“I told you that I was a poor man, but that was not true; on the contrary, I am pretty well to do, thank God! Nor do I wander up and down on the face of the earth in search of herds of cattle stolen from me, but for the sake of my only daughter, who is dearer to me than all my treasures, and now also I am in pursuit of her, following clue after clue, in order that I may discover her whereabouts and, if possible, ransom her. You have been my benefactor. You fought the drunken Janissary for my sake, you shared your dwelling with me, you made me lie on your own bed while you slept on the bare ground, you even took off your kaftan to make my couch the softer. Accept, therefore, as a token of my gratitude, the slender purse accompanying this letter. It contains five thousand piastres, so that if ever I visit you again I may find you in better circumstances. God help you in all things!
“Your grateful servant,
“Now, didn’t I say he was mad?” exclaimed Halil, after reading through the letter. “Who else, I should like to know, would have given me five thousand piastres for three red onions?”
Meanwhile, attracted by the noise of the conversation, a crowd of the acquaintances of Halil Patrona and the money-changer had gathered around them, and they laid their heads together and discussed among themselves for a long time the question which was the greater fool of the two—Janaki, who had given five thousand piastres for three onions, or Halil who did not want to accept the money.
Yet Halil it was who turned out to be the biggest fool, for he immediately set out in search of the man who had given him this sum of money. But search and search as he might he could find no trace of him. If he had gone in search of someone who had stolen a like amount, he would have been able to find him very much sooner.
In the course of his wanderings, he suddenly came upon the place where three days previously he had had his tussle with Halil Pelivan. He recognised the spot at once. A small dab of blood, the remains of what had flowed from the giant’s head, was still there in the middle of the lane, and on the wall of the house opposite both their names were written.
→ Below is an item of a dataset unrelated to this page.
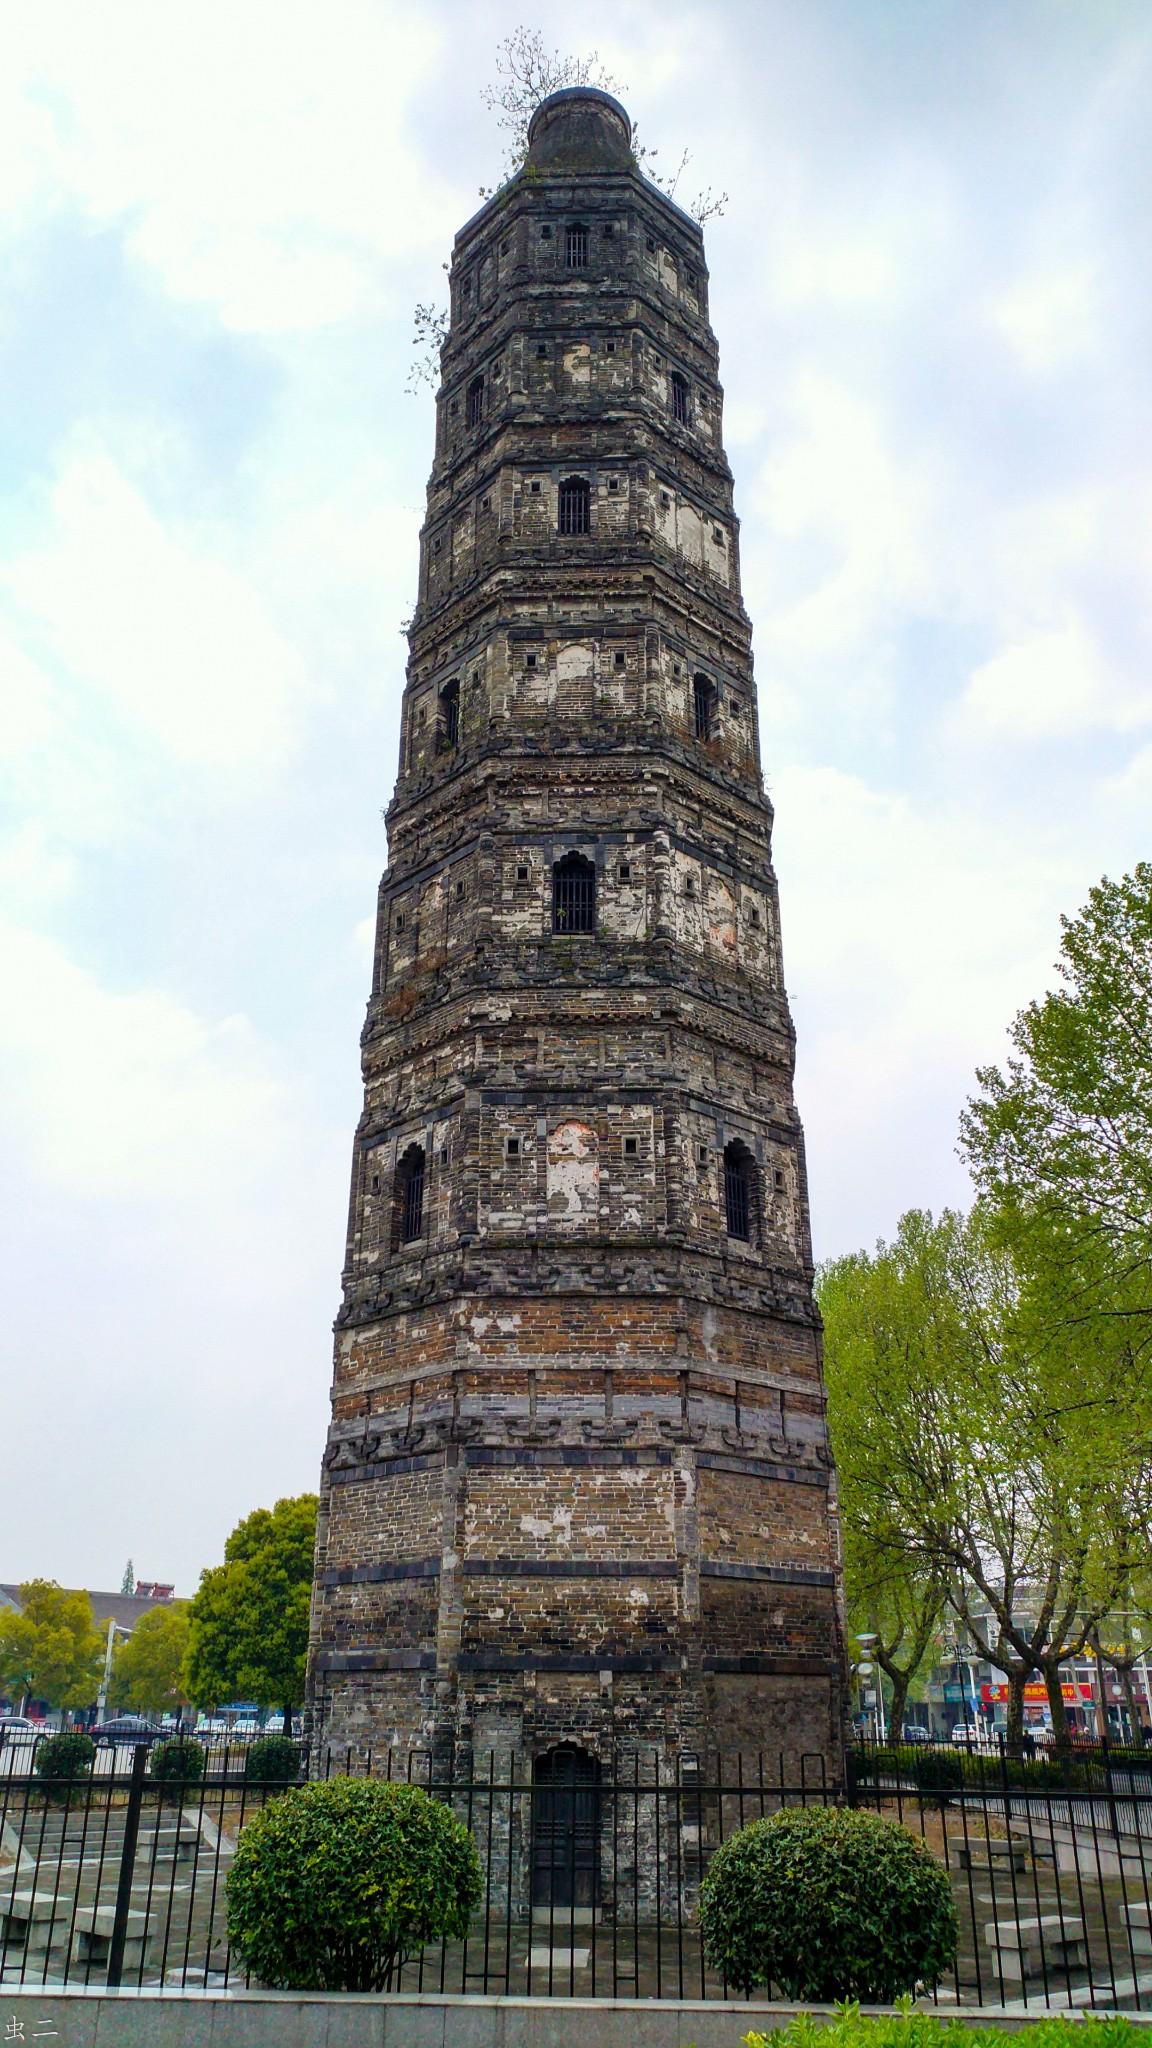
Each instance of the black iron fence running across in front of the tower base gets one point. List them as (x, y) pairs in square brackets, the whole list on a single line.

In all probability the Janissary, when he picked himself up again, had dipped his finger in his own blood, and then scrawled the names upon the wall in order to perpetuate the memory of the incident. He had also taken good care to put Halil Pelivan uppermost and Halil Patrona undermost.
“Nay, but that is not right,” said Halil to himself; “it was you who were undermost,” and snatching up the fragment of a red tile he wrote his name above that of Halil Pelivan.
He hurried and scurried about till late in the evening without discovering a single trace of Janaki, and by that time his head was so confused by all manner of cogitations that when, towards nightfall, he began chaffering for fish in the Etmeidan market, he would not have been a bit surprised if he had been told that every single carp cost a thousand piastres.